# Time Travel

The most powerful feature is the ability to allow looking into history/version i.e., the changes that were made to the underlying delta table.

You can query previous snapshots of your Delta Lake table by using a feature called **Time Travel**. If you want to access the data that you overwrote, you can query a snapshot of the table before you overwrote the first set of data using the _**versionAsOf**_ option.

Time Travel is an **extremely powerful** feature that takes advantage of the power of the _Delta Lake transaction log_ to access data that is no longer in the table. Removing the version 0 option (or specifying version #) would let you see the newer data again. 

For more information, see [Query an older snapshot of a table (time travel)](https://docs.delta.io/latest/delta-batch.html#query-an-older-snapshot-of-a-table-time-travel).

Time travel has many use cases, including:

- Re-creating analyses, reports, or outputs (for example, the output of a machine learning model). This could be useful for debugging or auditing, especially in regulated industries. 
- Writing complex temporal queries.
- Fixing mistakes in your data.

- Providing snapshot isolation for a set of queries for fast changing tables.

In [None]:
# Generate dummy data

from pyspark.sql.functions import *

data = [(1,"open"),(2,"close"),(3,"open"),(4,"open"),(5,"close")]
schema =["id","action"]

df = spark.createDataFrame(data=data, schema=schema)
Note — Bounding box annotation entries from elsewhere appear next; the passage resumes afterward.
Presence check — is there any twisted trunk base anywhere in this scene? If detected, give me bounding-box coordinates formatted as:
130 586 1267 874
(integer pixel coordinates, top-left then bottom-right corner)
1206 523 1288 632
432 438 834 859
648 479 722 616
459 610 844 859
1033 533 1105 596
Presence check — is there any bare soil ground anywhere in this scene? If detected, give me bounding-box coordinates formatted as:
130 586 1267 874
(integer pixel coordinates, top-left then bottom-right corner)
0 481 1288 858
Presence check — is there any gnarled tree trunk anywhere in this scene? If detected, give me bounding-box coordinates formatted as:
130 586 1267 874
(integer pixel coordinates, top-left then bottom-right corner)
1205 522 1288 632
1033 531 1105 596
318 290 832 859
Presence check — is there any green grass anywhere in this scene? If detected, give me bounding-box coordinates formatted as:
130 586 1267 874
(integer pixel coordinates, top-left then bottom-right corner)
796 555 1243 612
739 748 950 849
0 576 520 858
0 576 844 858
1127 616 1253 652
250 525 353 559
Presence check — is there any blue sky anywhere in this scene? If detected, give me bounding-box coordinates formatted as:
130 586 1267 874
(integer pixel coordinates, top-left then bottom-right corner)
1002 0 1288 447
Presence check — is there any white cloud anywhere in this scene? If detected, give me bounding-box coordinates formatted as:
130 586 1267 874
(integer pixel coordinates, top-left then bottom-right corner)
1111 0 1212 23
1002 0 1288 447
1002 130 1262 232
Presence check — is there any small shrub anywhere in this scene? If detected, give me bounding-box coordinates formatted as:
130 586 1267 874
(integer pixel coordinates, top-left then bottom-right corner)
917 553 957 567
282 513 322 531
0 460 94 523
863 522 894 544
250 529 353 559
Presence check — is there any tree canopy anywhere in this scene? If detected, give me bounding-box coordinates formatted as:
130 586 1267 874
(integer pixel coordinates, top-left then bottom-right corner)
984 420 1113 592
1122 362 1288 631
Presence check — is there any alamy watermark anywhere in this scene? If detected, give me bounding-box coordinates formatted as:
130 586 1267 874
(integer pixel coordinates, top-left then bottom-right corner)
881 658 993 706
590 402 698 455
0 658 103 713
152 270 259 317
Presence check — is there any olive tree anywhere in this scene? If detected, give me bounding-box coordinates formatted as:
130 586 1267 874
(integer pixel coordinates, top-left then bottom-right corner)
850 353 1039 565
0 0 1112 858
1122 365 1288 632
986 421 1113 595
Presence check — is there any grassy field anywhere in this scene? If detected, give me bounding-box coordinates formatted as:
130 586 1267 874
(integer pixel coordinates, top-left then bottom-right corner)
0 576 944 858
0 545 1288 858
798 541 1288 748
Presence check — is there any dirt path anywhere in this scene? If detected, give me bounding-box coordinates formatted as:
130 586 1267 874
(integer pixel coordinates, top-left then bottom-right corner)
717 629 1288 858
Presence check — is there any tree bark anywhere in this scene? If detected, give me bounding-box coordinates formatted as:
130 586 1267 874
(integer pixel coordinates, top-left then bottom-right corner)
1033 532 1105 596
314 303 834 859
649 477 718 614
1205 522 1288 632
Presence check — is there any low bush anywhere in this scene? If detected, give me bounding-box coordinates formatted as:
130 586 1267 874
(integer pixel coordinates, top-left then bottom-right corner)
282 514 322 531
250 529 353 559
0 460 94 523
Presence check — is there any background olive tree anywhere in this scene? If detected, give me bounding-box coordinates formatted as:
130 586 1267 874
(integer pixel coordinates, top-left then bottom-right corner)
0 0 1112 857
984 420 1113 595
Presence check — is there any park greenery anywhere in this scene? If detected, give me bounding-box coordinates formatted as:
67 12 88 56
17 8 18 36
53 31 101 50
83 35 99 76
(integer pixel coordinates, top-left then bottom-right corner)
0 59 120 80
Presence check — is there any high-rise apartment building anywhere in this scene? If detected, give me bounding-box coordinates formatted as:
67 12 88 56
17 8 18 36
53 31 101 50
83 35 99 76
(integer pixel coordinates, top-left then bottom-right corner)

delta_table_name = 'time_travel_demo'

spark.sql(f"DROP TABLE IF EXISTS {delta_table_name}")
df.write.format("delta").mode("overwrite").saveAsTable(delta_table_name)

## Version 0
Displaying versions (history) of delta tables

In [None]:
import delta

delta_info = delta.DeltaTable.forName(spark, "demo.time_travel_demo")
display(delta_info.history())

    OR

In [None]:
%%sql

DESCRIBE HISTORY demo.time_travel_demo

    Checking some data before making changes

In [None]:
%%sql

SELECT * 
FROM demo.time_travel_demo 
WHERE 
        action = 'open' 
LIMIT 5

## Version 1

Now update some data to the delta table, which will create **version 1**

In [None]:
import delta
delta_info = delta.DeltaTable.forName(spark, "demo.time_travel_demo")

delta_info.update(
    condition = col("id") == 4,
    set = {'action': "'close'"} 
    )

    OR

In [None]:
%%sql

UPDATE demo.time_travel_demo SET action = 'close' where id = 4 

    Checking data after making changes

In [None]:
%%sql

SELECT * 
FROM demo.time_travel_demo 
WHERE id = 4


    Getting info of the new version   

In [None]:
delta_info = delta.DeltaTable.forName(spark, "demo.time_travel_demo")
display(delta_info.history())

## Version 2


Now delete some data to the Delta table, which will create **version 2**

In [None]:
delta_info.delete(col("id") == 3)

In [None]:
%%sql 

SELECT * 
FROM demo.time_travel_demo 
WHERE id = 3

    Getting info of the new version  
    Now there are three version of our delta table

In [None]:
delta_info = delta.DeltaTable.forName(spark, "demo.time_travel_demo")
display(delta_info.history())

# Time Travel by version

version is a value that can be obtained from the output of DESCRIBE HISTORY command

In [None]:
version0 = spark.read.option("versionAsOf", 0).table("demo.time_travel_demo")

In [None]:
display(version0.select("*"))

In [None]:
%%sql 

SELECT * 
FROM demo.time_travel_demo VERSION AS OF 0 

# Time Travel by timestamp

In [None]:
delta_info = delta.DeltaTable.forName(spark, "demo.time_travel_demo")
display(delta_info.history())

> Get the **timestamp for version 1** and _change_ the below commands

In [None]:
version1 = spark.read.option("timestampAsOf","2024-02-17 11:38:22.827").table("demo.time_travel_demo")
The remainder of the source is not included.